Ce religieux reste très critique par rapport à la structure de pouvoir imposée par le Vatican à l’Église catholique. Nous entendons que la pauvreté par choix religieux n’a rien à voir avec la pauvreté en soi-même. C’est l’option et l’engagement qui sont en jeu. Le théologien Clodovis Boff explique que si la finalité de la théologie de la libération est l’engagement et si elle se veut « libératrice », alors la praxis devrait être la grande médiation de cette théologie en question. Mais, étant donné la difficulté à comprendre le langage théologique, nous nous contentons avec la proposition présentée par Clodovis Boff. « En réalité, sans une pratique de transformation sociale en solidarité avec les opprimés, il est impossible de faire naître une véritable théologie de la libération. » Dans ce cas, la théologie classique apparaît en lien avec la bourgeoisie pendant que la théologie de la libération cherche sa « liaison religieuse et profane » à partir de la réalité de misère pour arriver à la libération.

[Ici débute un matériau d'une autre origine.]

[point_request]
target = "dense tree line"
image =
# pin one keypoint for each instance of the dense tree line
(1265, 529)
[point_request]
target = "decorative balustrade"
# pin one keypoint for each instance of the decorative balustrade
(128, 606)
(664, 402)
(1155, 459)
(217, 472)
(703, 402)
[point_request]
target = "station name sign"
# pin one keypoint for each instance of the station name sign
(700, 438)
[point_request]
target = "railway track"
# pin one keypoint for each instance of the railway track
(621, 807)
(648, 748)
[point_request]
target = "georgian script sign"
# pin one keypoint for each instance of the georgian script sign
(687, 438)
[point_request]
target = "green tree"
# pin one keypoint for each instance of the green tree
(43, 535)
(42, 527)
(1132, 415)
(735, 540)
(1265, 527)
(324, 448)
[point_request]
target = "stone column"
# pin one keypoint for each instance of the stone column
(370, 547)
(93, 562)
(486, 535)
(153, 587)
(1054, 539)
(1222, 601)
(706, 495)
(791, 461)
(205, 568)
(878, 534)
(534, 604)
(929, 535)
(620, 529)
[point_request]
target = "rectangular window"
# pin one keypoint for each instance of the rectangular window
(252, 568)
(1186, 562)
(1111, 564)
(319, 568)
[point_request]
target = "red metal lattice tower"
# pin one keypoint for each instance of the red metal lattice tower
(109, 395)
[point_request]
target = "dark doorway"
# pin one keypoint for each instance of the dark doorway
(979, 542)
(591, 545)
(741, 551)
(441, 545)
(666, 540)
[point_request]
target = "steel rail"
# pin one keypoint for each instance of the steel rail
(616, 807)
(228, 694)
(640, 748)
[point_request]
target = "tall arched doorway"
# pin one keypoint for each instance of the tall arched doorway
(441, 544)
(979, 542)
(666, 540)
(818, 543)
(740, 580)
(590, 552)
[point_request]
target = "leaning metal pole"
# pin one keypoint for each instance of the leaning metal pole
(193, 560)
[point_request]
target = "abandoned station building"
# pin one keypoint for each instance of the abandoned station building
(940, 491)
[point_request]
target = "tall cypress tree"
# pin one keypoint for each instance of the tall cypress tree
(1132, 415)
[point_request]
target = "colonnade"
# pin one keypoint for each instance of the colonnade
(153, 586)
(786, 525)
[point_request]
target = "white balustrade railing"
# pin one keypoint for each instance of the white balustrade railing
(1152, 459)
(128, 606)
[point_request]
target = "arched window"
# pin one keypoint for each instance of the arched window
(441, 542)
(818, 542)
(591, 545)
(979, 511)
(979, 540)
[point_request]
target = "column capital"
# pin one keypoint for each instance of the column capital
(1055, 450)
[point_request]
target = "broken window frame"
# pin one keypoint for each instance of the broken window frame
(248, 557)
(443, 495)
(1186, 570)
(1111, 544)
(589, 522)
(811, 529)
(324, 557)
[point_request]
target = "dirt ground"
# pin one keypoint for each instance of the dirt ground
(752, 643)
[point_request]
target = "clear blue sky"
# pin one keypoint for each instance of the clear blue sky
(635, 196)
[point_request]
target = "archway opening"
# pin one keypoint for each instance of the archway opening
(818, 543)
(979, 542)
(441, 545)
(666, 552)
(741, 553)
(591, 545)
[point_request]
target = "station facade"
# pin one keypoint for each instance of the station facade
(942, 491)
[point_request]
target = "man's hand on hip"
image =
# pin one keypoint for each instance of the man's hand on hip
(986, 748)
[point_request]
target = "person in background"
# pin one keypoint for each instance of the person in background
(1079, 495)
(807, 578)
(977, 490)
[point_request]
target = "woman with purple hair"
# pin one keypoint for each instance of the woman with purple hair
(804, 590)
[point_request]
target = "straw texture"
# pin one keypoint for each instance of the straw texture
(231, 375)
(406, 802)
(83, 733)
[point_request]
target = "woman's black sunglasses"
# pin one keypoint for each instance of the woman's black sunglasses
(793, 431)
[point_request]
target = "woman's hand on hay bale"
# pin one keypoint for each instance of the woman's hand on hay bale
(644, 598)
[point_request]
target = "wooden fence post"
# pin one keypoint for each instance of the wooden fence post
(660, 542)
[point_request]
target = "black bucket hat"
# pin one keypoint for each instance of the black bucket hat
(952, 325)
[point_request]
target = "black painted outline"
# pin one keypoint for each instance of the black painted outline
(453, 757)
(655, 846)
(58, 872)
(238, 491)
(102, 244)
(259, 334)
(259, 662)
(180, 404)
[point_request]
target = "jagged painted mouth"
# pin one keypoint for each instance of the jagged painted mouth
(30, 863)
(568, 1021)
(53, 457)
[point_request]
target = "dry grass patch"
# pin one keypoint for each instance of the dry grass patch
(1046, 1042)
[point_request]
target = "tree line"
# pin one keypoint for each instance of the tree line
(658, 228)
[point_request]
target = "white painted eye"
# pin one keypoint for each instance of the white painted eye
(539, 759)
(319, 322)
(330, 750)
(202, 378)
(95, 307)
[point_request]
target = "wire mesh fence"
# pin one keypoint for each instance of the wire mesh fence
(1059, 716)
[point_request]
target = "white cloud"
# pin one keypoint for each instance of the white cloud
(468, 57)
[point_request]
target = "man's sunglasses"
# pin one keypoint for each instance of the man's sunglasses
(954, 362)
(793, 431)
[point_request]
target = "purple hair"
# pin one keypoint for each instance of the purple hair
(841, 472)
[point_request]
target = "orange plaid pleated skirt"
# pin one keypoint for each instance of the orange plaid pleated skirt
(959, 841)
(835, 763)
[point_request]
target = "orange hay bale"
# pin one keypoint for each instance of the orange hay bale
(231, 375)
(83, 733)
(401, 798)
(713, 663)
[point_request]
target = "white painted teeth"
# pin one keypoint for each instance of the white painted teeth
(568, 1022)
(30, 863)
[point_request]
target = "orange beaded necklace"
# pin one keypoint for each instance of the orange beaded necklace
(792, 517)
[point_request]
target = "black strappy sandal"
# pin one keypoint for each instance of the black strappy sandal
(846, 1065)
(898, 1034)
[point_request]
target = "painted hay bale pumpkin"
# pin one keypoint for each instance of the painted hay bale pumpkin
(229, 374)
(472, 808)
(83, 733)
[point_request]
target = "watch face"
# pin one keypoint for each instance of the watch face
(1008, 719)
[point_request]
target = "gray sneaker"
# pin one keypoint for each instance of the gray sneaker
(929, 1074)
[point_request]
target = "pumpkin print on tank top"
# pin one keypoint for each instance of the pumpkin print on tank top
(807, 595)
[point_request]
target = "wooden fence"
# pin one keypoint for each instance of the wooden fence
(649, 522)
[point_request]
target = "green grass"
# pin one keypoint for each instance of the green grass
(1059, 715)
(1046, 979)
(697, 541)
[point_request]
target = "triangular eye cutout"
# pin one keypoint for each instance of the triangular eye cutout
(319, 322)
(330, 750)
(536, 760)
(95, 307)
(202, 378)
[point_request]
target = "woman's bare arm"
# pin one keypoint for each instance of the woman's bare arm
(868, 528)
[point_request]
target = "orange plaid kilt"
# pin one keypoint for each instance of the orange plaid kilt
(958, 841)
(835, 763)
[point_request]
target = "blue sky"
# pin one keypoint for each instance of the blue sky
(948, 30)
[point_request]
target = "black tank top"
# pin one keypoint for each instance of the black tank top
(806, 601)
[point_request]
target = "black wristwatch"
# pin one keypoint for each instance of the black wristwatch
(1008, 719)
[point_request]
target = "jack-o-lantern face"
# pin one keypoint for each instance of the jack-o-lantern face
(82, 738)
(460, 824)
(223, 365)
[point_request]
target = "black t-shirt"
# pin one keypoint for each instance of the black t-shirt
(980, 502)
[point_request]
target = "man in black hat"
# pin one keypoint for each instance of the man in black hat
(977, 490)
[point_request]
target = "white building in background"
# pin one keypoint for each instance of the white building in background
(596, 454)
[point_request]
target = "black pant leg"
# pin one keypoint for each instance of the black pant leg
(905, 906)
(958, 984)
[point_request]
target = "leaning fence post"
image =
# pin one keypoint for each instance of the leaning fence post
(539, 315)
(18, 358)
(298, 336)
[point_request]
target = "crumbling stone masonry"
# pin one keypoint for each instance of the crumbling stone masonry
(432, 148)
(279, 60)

La thèse soutenue par Jacques Van Nieuwenhove parle aussi d’un engagement utilisant plutôt un langage sociologique et politique pour définir la situation des opprimés. La thèse du religieux franciscain Nilo Agostini suppose que la pensée du christianisme de la libération doit aussi à l’insuffisance de la théologie classique et de la doctrine sociale pour comprendre et accompagner certaines transformations sociales. Leonardo Boff, l’un des pères de la théologie de la libération, se rend compte que sa théologie classique était distante des Indiens, des syndicalistes et du monde réel. Sa réflexion est plus au moins la même que celle des prêtres-ouvriers en France : les pauvres ne comprenaient pas les paroles de l’Église car leur monde était différent, séparé et sophistiqué.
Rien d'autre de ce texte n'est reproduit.